While diffusion of fixative, dyes, and clearing agents sets a limit on the processing time for thick samples, several avenues exist for decreasing imaging time. Speed can likely be increased by an order of magnitude through optimization of the imaging software, improved motorized stage scanning, and incorporation of technologies such as resonant galvonometer [18] or polygon scanners [19]. Utility may also be increased by adopting alternative scanning strategies. Current imaging was carried out either by exhaustive scanning of the sample, or by “live” scanning followed by imaging of a small volume. Alternatively, a number of entire sections of a sample separated by 50-100 microns could be imaged in a short (30-60 minute) session at intermediate or low resolution, followed by human or automated review to locate structures of interest which are then imaged at full resolution.
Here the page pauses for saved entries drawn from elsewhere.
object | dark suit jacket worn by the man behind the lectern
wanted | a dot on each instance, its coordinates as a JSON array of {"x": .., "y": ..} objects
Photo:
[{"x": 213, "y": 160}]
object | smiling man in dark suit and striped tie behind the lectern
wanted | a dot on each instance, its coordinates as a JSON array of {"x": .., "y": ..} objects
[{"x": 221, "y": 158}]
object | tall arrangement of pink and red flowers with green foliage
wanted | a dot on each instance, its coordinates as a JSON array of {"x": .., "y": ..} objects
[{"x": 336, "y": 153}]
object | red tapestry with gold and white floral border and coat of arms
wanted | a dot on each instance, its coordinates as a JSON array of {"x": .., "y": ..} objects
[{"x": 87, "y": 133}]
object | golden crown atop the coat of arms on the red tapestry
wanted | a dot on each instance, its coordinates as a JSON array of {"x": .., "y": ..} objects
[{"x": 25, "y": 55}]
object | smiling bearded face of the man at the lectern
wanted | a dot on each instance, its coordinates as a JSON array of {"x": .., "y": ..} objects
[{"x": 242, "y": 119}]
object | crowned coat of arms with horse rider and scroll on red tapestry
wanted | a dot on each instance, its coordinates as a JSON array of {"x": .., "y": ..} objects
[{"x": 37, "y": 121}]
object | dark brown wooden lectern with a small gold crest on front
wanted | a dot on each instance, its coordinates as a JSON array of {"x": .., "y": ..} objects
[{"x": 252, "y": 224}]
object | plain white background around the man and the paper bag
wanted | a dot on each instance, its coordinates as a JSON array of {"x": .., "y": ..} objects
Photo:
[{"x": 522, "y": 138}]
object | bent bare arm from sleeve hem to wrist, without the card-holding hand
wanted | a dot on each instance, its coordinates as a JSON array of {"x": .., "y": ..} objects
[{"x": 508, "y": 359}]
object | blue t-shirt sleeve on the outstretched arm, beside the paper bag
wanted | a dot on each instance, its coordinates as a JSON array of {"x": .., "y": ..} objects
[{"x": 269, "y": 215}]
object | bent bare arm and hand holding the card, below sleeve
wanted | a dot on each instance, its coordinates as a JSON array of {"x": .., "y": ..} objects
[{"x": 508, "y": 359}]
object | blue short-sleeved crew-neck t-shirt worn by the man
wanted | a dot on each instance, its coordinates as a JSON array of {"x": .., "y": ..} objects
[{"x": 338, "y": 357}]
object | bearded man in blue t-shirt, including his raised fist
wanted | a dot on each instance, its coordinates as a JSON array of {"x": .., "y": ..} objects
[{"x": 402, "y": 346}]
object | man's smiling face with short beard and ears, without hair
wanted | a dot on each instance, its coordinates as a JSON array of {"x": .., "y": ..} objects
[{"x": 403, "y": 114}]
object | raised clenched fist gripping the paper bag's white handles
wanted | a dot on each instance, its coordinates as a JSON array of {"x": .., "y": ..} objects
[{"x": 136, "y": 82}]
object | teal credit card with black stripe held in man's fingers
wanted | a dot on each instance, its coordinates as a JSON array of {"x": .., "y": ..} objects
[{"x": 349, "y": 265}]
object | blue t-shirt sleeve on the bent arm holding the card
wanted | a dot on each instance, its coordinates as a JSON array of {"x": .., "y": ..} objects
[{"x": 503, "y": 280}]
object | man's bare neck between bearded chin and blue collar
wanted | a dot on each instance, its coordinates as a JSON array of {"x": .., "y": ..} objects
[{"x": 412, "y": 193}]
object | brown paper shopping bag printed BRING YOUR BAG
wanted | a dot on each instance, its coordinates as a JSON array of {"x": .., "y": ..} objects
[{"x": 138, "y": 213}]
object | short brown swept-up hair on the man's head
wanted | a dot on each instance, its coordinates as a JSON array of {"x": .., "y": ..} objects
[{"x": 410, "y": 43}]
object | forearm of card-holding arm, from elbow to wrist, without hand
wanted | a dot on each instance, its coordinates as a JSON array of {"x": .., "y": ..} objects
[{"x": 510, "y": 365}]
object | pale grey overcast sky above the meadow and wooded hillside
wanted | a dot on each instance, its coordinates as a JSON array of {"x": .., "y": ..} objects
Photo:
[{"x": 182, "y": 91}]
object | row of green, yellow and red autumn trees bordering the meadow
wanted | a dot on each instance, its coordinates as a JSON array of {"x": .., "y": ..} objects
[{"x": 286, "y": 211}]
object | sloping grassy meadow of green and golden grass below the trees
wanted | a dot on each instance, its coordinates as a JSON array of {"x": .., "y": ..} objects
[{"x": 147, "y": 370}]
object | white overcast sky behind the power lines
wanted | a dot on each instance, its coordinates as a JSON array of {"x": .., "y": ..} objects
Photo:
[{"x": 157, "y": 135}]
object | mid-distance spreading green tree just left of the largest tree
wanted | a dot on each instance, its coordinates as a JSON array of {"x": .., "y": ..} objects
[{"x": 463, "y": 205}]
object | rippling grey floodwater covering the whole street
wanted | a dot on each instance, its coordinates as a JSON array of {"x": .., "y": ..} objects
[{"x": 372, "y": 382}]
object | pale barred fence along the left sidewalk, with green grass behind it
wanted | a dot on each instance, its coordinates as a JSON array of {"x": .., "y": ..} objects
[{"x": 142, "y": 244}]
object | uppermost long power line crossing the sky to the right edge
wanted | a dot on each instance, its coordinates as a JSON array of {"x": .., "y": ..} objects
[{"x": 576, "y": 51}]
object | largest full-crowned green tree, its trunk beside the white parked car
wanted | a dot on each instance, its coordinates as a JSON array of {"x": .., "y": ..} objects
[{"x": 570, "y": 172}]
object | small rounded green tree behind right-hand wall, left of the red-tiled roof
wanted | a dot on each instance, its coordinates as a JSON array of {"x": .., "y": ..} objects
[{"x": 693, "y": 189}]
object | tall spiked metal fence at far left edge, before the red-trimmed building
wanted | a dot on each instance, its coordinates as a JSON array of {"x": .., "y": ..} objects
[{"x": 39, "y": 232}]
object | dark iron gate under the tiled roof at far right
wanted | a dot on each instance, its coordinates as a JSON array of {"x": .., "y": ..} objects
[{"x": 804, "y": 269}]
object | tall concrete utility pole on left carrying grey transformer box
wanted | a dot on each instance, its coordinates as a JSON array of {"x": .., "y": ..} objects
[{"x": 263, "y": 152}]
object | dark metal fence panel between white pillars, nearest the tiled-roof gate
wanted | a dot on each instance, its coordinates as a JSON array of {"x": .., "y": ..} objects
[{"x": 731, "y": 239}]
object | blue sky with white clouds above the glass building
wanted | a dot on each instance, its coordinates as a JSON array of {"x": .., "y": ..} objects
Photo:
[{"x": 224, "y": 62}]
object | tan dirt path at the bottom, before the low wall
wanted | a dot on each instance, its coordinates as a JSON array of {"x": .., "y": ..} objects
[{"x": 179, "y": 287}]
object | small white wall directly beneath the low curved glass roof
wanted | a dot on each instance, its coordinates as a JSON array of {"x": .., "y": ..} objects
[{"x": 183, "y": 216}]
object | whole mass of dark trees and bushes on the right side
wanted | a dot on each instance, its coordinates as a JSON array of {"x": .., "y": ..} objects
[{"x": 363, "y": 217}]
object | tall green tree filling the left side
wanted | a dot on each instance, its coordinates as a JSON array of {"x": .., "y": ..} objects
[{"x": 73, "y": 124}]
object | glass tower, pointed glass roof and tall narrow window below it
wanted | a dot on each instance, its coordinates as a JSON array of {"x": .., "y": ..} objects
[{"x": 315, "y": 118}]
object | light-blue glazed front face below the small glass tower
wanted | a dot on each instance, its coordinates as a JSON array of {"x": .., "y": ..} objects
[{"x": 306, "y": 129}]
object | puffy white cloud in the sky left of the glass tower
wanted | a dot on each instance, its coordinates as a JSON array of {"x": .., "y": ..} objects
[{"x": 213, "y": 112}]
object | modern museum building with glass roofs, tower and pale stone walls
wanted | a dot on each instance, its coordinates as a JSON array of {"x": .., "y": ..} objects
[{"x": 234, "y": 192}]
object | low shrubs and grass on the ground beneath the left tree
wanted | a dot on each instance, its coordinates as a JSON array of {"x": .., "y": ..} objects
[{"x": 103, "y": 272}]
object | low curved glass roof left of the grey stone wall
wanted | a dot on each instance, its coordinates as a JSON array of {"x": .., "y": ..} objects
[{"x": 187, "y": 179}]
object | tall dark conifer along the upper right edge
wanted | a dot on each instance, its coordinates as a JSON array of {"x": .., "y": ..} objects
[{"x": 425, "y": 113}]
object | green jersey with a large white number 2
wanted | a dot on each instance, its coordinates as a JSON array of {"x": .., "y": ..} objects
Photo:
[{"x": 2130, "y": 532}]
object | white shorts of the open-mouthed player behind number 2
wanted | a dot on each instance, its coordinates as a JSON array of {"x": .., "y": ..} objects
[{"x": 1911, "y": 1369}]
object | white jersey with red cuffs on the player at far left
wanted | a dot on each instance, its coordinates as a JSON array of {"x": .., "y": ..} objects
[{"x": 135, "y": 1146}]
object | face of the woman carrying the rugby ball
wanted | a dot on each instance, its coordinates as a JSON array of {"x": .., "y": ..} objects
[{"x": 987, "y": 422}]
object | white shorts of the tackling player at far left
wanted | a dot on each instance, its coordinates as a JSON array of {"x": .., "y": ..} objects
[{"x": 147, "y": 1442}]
In conclusion, we propose that the use of MPM with BABB clearing, SHG, and a combination of nuclear and protein contrast dyes, coupled with an index-matched objective provides images with equivalent or superior contrast and resolution to traditionally processed kidney samples, while adding a three dimensional perspective that offers additional insights, opening an avenue for investigational studies and clinical assessment of these and other biopsy samples.

Disclosure

RT and MJL have an ownership interest in Applikate Technologies, a company developing technology for histology of un-embedded specimens.